Re: [AMBER] How to add the deprotonated SER residue to the ff14SB leap library?

From: Michael Shokhen <>
Date: Mon, 23 Oct 2017 13:51:58 +0000

Dear David and other Amber experts who tried to help
with the reported problem,

Thank you for your advises and sorry for my delayed response.
I have been trying many variants and finally got to the point.
The solution was to follow the amber tutorial B5.
The initial command of the tutorial uses antechamber in order to convert
input file in CIF format with non-standard residue to the ac file format.
Unfortunately, I couldn’t find any way how to convert initial PDB format of
my non-standard residue to the requested CIF format.
Working the problem around I used a two steps file conversion:
PDB to mol2 and then mol2 to ac.
Following the remaining B5 protocol I have generated the correct topology for the
deprotonated SER and incorporated it into the protein.


From: David A Case <>
Sent: Thursday, October 19, 2017 7:06:36 PM
To: AMBER Mailing List
Subject: Re: [AMBER] How to add the deprotonated SER residue to the ff14SB leap library?

On Thu, Oct 19, 2017, Michael Shokhen wrote:
> I couldn't find amber/dat/leap/lib/amino14.lib file in order to the
> above mentioned libraries comparison.

Yes: this is all so non-obvious...

If you look at the leaprc.protein.ff14SB file, you will notice that it
loads amino12.lib (and related N- and C-terminal residue files). This is
because what is now ff14SB went through a longish development phase, and there
was at one time an intermediate ff12SB version.
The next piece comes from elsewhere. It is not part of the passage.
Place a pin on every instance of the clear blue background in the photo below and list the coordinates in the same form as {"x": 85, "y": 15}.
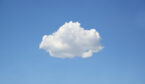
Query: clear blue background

Since the only change from ff12SB to ff14SB was in parameters (and not in
anything that would be in the .lib file), we didn't update the library names,
to avoid breaking old behavior. But the upshot is the that library info for
ff14SB is actually in amino12.lib.

We should think about updating this for the next release. But if there is
ever uncertainty about exactly what is being used (for this purpose or
others), it's good to check about what is in the leaprc files that are being
loaded. (This is especially true for DNA and RNA, where naming schemes change
even more often than for proteins.)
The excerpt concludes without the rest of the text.